Kuasa Hukum FPI: Urusan Bubar Gampang, Yang Penting Usut dan bawa ke Pengadilan HAM Dugaan Pembantaian 6 Syuhada
![]() |
6 Syuhada FPI yang ditembak mati (foto: Istimewa) |
TanjakNeews.com, Jakarta -- Kuasa Hukum Front Pembela Islam (FPI), Aziz Yanuar merespon soal pelarangan aktivitas yang ditandatangani oleh enam pejabat pemerintah pusat. Dari stasus Whatsapp story-nya, Aziz tak ambil soal pembubaran atau pelarangan itu.
"Urusan bubar gampang, yang penting dan utama wajib usut tuntas dan bawa ke pengadilan HAM, para pelaku dugaan pembantaian 6 syuhada," tulis Aziz lewat Whatsapp statusnya, Rabu (30/12/2020).
Sebelumnya, Rabu (30/12/2020) pemerintah menetapkan Front Pembela Islam (FPI) sebagai organisasi terlarang. Keputusan itu diambil karena FPI tidak mengantongi Surat Keterangan Terdaftar (SKT).
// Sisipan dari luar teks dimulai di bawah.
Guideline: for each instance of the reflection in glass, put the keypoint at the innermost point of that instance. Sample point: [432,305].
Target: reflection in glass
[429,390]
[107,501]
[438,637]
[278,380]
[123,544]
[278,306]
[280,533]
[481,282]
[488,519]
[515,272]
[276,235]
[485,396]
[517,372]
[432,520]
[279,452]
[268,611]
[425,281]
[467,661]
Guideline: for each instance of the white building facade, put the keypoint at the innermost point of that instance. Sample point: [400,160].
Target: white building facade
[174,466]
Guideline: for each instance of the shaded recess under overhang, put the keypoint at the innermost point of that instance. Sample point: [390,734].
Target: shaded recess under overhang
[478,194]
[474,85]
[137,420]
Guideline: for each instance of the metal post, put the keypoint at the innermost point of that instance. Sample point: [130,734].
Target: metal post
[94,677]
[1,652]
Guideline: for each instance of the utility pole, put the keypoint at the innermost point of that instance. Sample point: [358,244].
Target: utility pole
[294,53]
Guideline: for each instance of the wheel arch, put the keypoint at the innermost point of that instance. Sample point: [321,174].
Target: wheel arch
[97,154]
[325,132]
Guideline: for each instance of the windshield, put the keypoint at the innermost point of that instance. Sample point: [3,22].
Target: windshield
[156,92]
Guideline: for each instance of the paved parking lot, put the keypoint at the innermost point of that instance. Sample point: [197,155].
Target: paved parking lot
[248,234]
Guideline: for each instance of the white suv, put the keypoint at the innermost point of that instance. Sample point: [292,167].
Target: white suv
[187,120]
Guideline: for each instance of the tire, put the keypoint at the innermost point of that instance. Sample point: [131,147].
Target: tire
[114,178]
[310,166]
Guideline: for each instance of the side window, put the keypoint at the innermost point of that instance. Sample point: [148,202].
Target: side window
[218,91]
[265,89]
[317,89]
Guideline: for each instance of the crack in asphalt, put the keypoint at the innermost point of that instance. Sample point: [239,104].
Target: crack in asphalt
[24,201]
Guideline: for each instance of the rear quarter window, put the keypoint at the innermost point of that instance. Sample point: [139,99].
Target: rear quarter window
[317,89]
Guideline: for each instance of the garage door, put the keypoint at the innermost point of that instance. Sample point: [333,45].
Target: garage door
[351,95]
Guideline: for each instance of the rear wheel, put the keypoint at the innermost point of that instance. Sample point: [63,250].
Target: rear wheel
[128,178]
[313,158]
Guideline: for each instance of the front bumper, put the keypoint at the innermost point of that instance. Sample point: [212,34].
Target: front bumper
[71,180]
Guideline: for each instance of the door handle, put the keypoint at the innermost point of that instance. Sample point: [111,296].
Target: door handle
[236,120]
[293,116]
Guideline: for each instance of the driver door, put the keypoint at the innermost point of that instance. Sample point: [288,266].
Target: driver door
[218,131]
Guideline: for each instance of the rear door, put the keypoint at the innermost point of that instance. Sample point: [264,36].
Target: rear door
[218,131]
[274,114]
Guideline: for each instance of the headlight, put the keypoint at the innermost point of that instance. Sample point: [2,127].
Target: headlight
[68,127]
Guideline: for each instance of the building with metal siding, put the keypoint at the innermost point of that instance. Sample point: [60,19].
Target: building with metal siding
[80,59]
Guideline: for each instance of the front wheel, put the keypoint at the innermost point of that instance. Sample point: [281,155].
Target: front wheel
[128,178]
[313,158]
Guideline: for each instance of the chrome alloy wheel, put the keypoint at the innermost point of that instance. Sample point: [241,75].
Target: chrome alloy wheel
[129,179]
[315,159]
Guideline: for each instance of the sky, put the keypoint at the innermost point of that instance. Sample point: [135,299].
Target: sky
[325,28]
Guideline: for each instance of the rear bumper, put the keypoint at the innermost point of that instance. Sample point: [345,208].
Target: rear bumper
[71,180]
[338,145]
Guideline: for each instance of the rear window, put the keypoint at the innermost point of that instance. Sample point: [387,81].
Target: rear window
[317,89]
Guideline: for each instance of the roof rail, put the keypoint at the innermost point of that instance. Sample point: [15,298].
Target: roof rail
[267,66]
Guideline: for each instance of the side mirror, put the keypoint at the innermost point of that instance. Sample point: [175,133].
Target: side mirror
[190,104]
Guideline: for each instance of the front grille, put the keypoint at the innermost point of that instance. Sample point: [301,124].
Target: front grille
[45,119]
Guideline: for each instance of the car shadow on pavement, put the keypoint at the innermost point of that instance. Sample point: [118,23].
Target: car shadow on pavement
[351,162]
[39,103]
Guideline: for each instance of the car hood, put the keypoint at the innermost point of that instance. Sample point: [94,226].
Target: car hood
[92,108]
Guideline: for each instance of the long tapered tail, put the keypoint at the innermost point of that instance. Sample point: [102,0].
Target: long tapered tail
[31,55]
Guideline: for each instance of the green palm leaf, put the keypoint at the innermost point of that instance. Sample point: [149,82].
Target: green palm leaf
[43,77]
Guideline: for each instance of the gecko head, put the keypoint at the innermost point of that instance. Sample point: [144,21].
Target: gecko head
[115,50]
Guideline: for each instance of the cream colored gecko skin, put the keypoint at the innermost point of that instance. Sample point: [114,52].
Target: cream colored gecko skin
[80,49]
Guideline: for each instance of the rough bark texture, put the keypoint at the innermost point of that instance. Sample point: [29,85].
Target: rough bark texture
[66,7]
Keputusan yang dibacakan Menkopolhukam, Mahfud MD itu menyatakan, pemerintah resmi membubarkan dan menghentikan segala aktivitas Front Pembela Islam (FPI) sebagai organisasi masyarakat (ormas) maupun organisasi pada umumnya. Keputusan pembubaran FPI ini disetujui oleh enam pejabat tinggi di kementerian maupun lembaga negara.
"Pelanggaran kegiatan FPI ini dituangkan di dalam keputusan bersama enam pejabat tertinggi di kementerian dan lembaga," ujar Menteri Koordinator Bidang Politik, Hukum, dan Keamanan (Menko Polhukam) Mahfud MD.
Enam anggota laskar Front Pembela Islam (FPI) tewas ditembak polisi di tol Jakarta–Cikampek, tepatnya di Km 50, pada Senin (7/12) sekitar pukul 00.30 WIB. Ada dua versi tentang insiden tersebut. Versi Kapolda Metro Jaya Irjen Fadil Imran, enam orang tersebut didor karena menyerang anggotanya.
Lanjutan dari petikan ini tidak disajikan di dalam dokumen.